The benefits of PEG feeding are well documented(Footnote 1 ) but there is an impact on quality of life(Footnote 2 ). PEG tube removal can therefore be seen as a positive clinical outcome. Enterally fed patients should be supported by a co-ordinated multi-disciplinary team(Footnote 1 ), although the frequency of input and by whom is not specified. A cost saving of 21% per patient can be made with appropriate management by a nutrition team(Footnote 3 ). Retrospectively we examined the number of patients who were referred for PEG tube removal in 2006, the majority of whom were jointly managed. The role of the dietitian was to optimise oral nutrition and hydration intake whilst weaning them from PEG feeding. The role of the SLT was to treat dysphagia and maximise the safety of oral intake.

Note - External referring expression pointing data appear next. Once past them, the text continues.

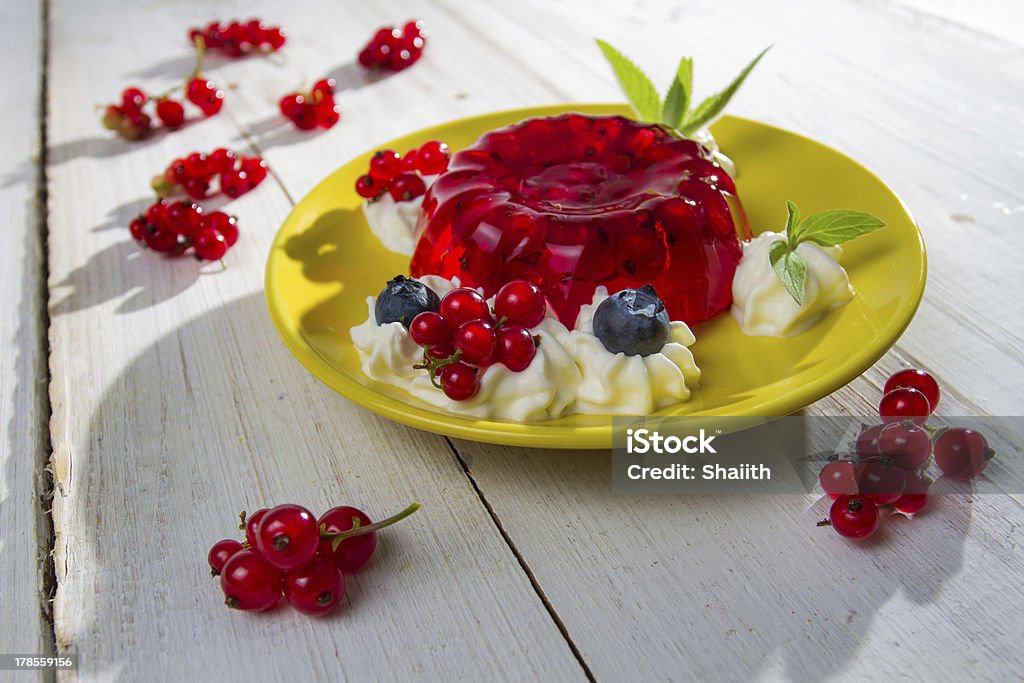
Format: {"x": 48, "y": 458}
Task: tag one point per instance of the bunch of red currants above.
{"x": 288, "y": 552}
{"x": 888, "y": 467}
{"x": 464, "y": 338}
{"x": 401, "y": 175}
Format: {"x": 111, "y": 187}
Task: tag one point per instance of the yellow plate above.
{"x": 325, "y": 261}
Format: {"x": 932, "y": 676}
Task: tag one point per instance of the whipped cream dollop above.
{"x": 394, "y": 222}
{"x": 620, "y": 384}
{"x": 763, "y": 306}
{"x": 571, "y": 373}
{"x": 705, "y": 137}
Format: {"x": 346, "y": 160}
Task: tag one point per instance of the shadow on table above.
{"x": 707, "y": 591}
{"x": 147, "y": 276}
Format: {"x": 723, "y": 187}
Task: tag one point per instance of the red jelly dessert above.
{"x": 576, "y": 202}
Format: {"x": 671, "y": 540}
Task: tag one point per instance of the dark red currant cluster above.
{"x": 202, "y": 176}
{"x": 289, "y": 552}
{"x": 131, "y": 122}
{"x": 394, "y": 49}
{"x": 463, "y": 339}
{"x": 174, "y": 227}
{"x": 888, "y": 467}
{"x": 400, "y": 175}
{"x": 237, "y": 39}
{"x": 313, "y": 109}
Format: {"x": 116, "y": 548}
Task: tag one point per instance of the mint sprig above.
{"x": 826, "y": 228}
{"x": 675, "y": 111}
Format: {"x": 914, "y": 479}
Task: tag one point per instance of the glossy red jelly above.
{"x": 576, "y": 202}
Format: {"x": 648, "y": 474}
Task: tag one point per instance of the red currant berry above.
{"x": 221, "y": 552}
{"x": 516, "y": 347}
{"x": 156, "y": 214}
{"x": 250, "y": 583}
{"x": 252, "y": 523}
{"x": 314, "y": 589}
{"x": 867, "y": 442}
{"x": 235, "y": 183}
{"x": 906, "y": 445}
{"x": 197, "y": 188}
{"x": 367, "y": 187}
{"x": 369, "y": 56}
{"x": 222, "y": 161}
{"x": 226, "y": 225}
{"x": 171, "y": 113}
{"x": 210, "y": 245}
{"x": 406, "y": 186}
{"x": 205, "y": 95}
{"x": 440, "y": 351}
{"x": 459, "y": 381}
{"x": 854, "y": 516}
{"x": 384, "y": 165}
{"x": 915, "y": 379}
{"x": 962, "y": 454}
{"x": 352, "y": 553}
{"x": 112, "y": 117}
{"x": 409, "y": 160}
{"x": 904, "y": 403}
{"x": 463, "y": 305}
{"x": 432, "y": 158}
{"x": 288, "y": 537}
{"x": 291, "y": 104}
{"x": 137, "y": 228}
{"x": 520, "y": 302}
{"x": 132, "y": 98}
{"x": 881, "y": 482}
{"x": 275, "y": 37}
{"x": 197, "y": 165}
{"x": 915, "y": 498}
{"x": 255, "y": 169}
{"x": 414, "y": 29}
{"x": 429, "y": 329}
{"x": 839, "y": 478}
{"x": 184, "y": 217}
{"x": 324, "y": 87}
{"x": 477, "y": 341}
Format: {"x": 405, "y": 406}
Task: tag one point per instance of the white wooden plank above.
{"x": 24, "y": 541}
{"x": 731, "y": 588}
{"x": 175, "y": 406}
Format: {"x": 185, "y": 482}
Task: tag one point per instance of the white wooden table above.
{"x": 173, "y": 404}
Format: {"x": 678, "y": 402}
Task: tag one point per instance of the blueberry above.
{"x": 632, "y": 322}
{"x": 402, "y": 299}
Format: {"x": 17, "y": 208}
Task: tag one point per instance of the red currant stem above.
{"x": 200, "y": 56}
{"x": 336, "y": 539}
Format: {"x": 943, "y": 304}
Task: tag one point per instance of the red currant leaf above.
{"x": 638, "y": 88}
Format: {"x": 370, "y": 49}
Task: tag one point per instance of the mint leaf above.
{"x": 710, "y": 109}
{"x": 792, "y": 221}
{"x": 677, "y": 100}
{"x": 829, "y": 228}
{"x": 790, "y": 267}
{"x": 638, "y": 88}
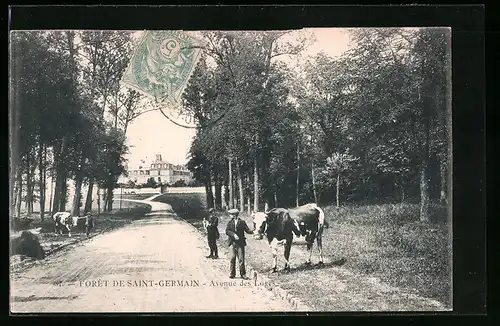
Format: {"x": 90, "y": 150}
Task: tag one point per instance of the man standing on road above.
{"x": 235, "y": 230}
{"x": 213, "y": 234}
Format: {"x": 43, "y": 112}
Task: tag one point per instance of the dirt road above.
{"x": 152, "y": 265}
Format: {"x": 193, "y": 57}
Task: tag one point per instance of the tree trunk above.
{"x": 20, "y": 191}
{"x": 230, "y": 183}
{"x": 255, "y": 186}
{"x": 218, "y": 189}
{"x": 77, "y": 200}
{"x": 59, "y": 192}
{"x": 98, "y": 201}
{"x": 51, "y": 199}
{"x": 338, "y": 189}
{"x": 88, "y": 201}
{"x": 443, "y": 179}
{"x": 64, "y": 193}
{"x": 314, "y": 183}
{"x": 41, "y": 184}
{"x": 424, "y": 173}
{"x": 298, "y": 176}
{"x": 249, "y": 206}
{"x": 29, "y": 183}
{"x": 109, "y": 199}
{"x": 240, "y": 187}
{"x": 210, "y": 194}
{"x": 226, "y": 195}
{"x": 424, "y": 192}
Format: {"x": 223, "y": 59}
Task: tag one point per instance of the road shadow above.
{"x": 305, "y": 267}
{"x": 35, "y": 298}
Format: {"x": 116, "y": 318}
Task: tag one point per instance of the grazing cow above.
{"x": 280, "y": 224}
{"x": 278, "y": 227}
{"x": 258, "y": 219}
{"x": 89, "y": 224}
{"x": 64, "y": 220}
{"x": 311, "y": 221}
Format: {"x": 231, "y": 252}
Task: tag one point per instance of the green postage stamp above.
{"x": 162, "y": 63}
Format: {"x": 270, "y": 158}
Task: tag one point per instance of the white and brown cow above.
{"x": 279, "y": 225}
{"x": 64, "y": 220}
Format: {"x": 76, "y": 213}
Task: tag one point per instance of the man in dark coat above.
{"x": 235, "y": 230}
{"x": 213, "y": 234}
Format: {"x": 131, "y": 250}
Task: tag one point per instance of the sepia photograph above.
{"x": 175, "y": 171}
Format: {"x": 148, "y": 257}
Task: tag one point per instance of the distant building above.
{"x": 162, "y": 171}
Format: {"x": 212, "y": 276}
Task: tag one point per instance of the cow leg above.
{"x": 320, "y": 249}
{"x": 310, "y": 250}
{"x": 288, "y": 247}
{"x": 274, "y": 250}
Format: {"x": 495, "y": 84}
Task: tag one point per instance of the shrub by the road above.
{"x": 386, "y": 241}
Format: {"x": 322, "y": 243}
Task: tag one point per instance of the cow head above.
{"x": 260, "y": 223}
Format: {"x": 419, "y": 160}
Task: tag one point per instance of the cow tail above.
{"x": 321, "y": 219}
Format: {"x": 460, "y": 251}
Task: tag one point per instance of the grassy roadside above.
{"x": 383, "y": 241}
{"x": 50, "y": 241}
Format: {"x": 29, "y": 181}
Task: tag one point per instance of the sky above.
{"x": 151, "y": 133}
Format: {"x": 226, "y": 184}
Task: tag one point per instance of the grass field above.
{"x": 382, "y": 241}
{"x": 49, "y": 240}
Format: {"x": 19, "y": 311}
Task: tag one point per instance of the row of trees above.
{"x": 69, "y": 116}
{"x": 152, "y": 183}
{"x": 369, "y": 126}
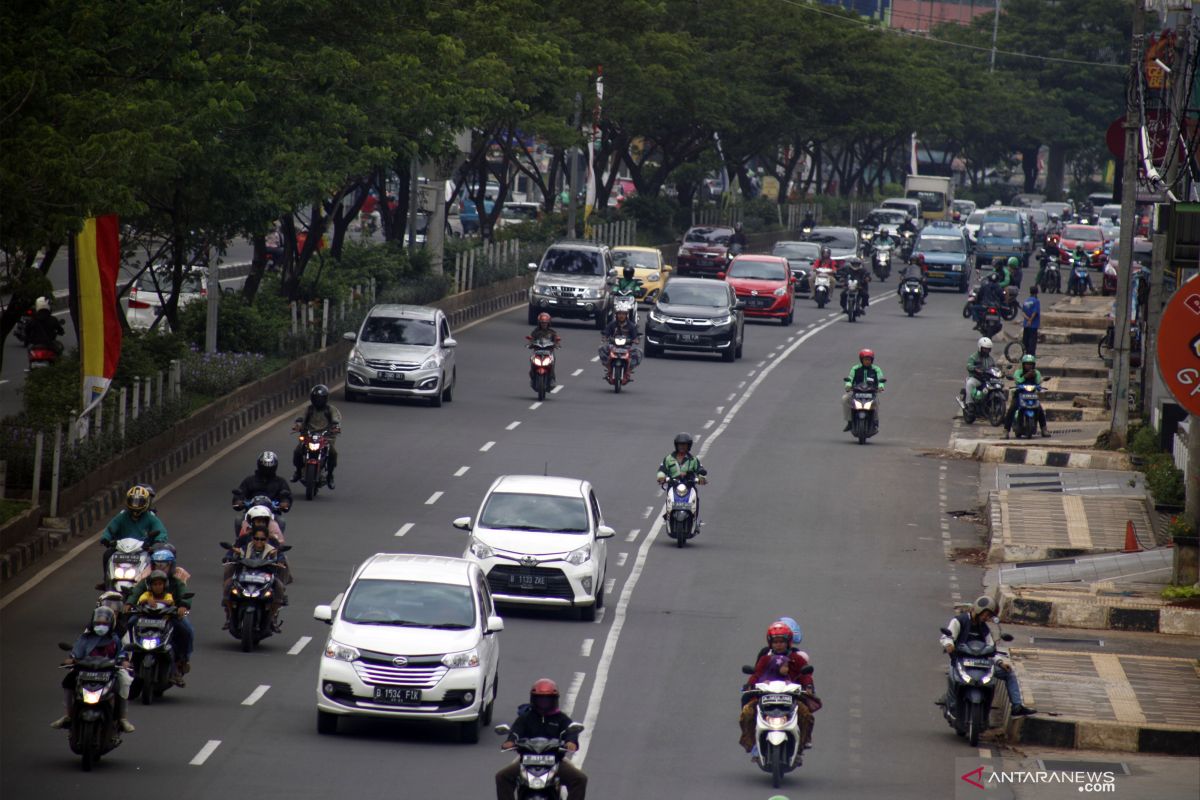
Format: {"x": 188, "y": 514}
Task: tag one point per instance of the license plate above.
{"x": 397, "y": 696}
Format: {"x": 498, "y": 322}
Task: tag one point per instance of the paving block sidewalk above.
{"x": 1103, "y": 701}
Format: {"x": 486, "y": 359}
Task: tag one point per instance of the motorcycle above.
{"x": 683, "y": 506}
{"x": 990, "y": 401}
{"x": 621, "y": 362}
{"x": 540, "y": 757}
{"x": 541, "y": 366}
{"x": 777, "y": 727}
{"x": 95, "y": 728}
{"x": 971, "y": 684}
{"x": 864, "y": 420}
{"x": 251, "y": 594}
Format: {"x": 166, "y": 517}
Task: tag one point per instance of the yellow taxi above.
{"x": 648, "y": 268}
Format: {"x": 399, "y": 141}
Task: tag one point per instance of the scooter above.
{"x": 971, "y": 684}
{"x": 540, "y": 757}
{"x": 683, "y": 506}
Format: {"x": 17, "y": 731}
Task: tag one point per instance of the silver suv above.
{"x": 402, "y": 352}
{"x": 571, "y": 282}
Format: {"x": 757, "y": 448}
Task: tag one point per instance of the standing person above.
{"x": 1031, "y": 322}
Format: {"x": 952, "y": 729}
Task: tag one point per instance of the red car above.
{"x": 763, "y": 283}
{"x": 1090, "y": 236}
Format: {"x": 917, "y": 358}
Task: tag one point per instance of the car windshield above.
{"x": 409, "y": 603}
{"x": 709, "y": 296}
{"x": 573, "y": 262}
{"x": 756, "y": 270}
{"x": 708, "y": 235}
{"x": 635, "y": 258}
{"x": 1083, "y": 233}
{"x": 397, "y": 330}
{"x": 550, "y": 512}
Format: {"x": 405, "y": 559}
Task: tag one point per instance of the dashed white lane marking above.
{"x": 205, "y": 751}
{"x": 301, "y": 643}
{"x": 256, "y": 696}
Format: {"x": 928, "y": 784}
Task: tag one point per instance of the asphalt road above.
{"x": 801, "y": 519}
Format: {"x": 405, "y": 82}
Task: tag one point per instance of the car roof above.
{"x": 411, "y": 566}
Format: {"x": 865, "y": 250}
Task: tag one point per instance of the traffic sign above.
{"x": 1179, "y": 347}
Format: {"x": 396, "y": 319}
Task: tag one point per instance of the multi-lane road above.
{"x": 799, "y": 519}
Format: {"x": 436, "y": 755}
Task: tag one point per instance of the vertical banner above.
{"x": 97, "y": 260}
{"x": 593, "y": 138}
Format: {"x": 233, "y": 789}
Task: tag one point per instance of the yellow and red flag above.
{"x": 97, "y": 260}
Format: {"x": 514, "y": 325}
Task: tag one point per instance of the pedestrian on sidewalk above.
{"x": 1031, "y": 322}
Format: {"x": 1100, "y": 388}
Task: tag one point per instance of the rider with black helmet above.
{"x": 321, "y": 415}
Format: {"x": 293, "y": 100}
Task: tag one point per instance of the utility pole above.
{"x": 1120, "y": 427}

The caseload for 2006 was 230 patients and thirty-six (15.6%) were referred for tube removal, of which twenty-eight (12.2%) had dysphagia. PEG were not removed for palliative reasons. The ratio of males to females was 2.3: 1. The age range was 29–83 years at time of tube removal with a median of 66.5 years. Neurological diagnoses accounted for 53%, whilst 47% had cancer (94% had head and neck cancer). The length of time PEG feeding was required ranged from 3 to 91 months with an average of 15.2 months. Of those patients who where enterally fed for longer than 12 months (30.5%), the majority (82%) had a neurological diagnosis.

The number of patients who had their PEG tube removed was considerable. This positive outcome was the direct result of joint working. One study(Footnote 4 ) concluded that a positive clinical outcome is unlikely for older patients (>65 years) with diagnoses other than localised head and neck cancer. Our results contraindicate this, highlighting a median age of 66.5 years with a predominant neurological diagnosis in those patients who were referred for PEG removal. Another study(Footnote 5 ) showed only one tube removal from ninety-nine patients with neurological impairment with a mean follow-up time of 3 months. Our results support this, highlighting the need for long-term intervention from a dietitian and SLT, as 97% of our patients needed a PEG for considerably longer than 3 months.

Our current figures for 2007 show similar trends. This highlights the need for more research leading to the development of standards with regards to the long-term multi-disciplinary management of all patients with PEG. The regular management of this client group has resulted in 12.2% of the caseload being discharged in one year. This is advantageous with regard to positive clinical outcome and has potential financial benefits.